There was more solace, humanity and hope in that succinct analogy than in a hundred Bible stories or Sunday sermons. Julia and I weren’t short of love or support, but nothing made the future look less bleak than the simple, life-affirming image suggested by Ronnie.

He was living in Kentish Town, but within weeks had moved to Texas, where he had been promised regular access to hyperbaric oxygen treatment in Houston. Because the claims made in some quarters for HBO treatment encouraged unreasonable expectations for what it could achieve, the therapy was controversial, but Ronnie knew, having tried it in London, that spending an hour a week in a sealed chamber where the normal amount of oxygen in the air was multiplied many times worked for him. It wasn’t a cure for MS, but it alleviated some of the symptoms. Undeniably, it made him feel better.
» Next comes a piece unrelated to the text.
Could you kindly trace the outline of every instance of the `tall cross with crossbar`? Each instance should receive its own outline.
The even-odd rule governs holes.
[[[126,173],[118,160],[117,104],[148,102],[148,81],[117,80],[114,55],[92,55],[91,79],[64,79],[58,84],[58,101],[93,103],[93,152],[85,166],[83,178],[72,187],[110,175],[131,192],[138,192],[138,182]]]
I was keen to visit him, but hard up. Someone told me you could fly for free as a DHL courier in exchange for escorting their mail sacks through customs, so I signed up for the Houston run. There was a 48-hour stop-over, and I spent two nights at the house Ronnie shared with his carer, James ‘Big Bucks’ Burnett, an amiably goofy young Texan who drove Ronnie to and from his weekly sessions at the HBO Medical Centre and for a daily swim at the YMCA. I was happy to be able to tell Ronnie that Julia was pregnant again, and repeated our thanks for the help and hope he had given us.

“There’s another Pidgeon in the nest.”

He tilted his head as he looked at me, one eye slightly off to one side, his bony fingers cupped over the top of his walking stick.

“You sure it was me said that?”

Part of Ronnie’s exercise regime was a daily walk, but even though spring had not yet turned to summer, Houston’s climate was debilitating, and I watched him wilt, oppressed by the cloying humidity, so I was relieved to learn that he had moved to Austin, 130 miles west, in Texas’s more temperate hill country. I visited him there in March 1990. He had signed up for a short tour of Japan, a bold undertaking for someone whose central nervous system was under daily attack. Having recruited a band of Austin musicians, he twisted Ian McLagan’s arm to play keyboards. I’d wanted to record them both for my Radio 1 series, Classic Albums, for which the Small Faces’ Ogden’s Nut Gone Flake was an overdue candidate, and figured that, with Mac at his side, Ronnie would be a livelier interviewee than on his own. I was right. The interview, recorded at Ronnie’s house between rehearsals, was punctuated with laughter and impromptu repartee, hilarity I hadn’t heard from them since 1973. But, back in Austin two years later, when I phoned him to say I was in town and would love to drop by, he replied, “No, that won’t be possible.”

“I only want to pop in to say hello.”

“Sorry, mate.”

“See you then, Ronnie.”

Click.

Silence.

Like George Harrison, Ronnie Lane played in the shade of louder talents. Like him too, he left an undeniably impressive body of work. His influence is quiet, but enduring. Ronnie Lane mattered, and still does. And I haven’t even mentioned his bass-playing.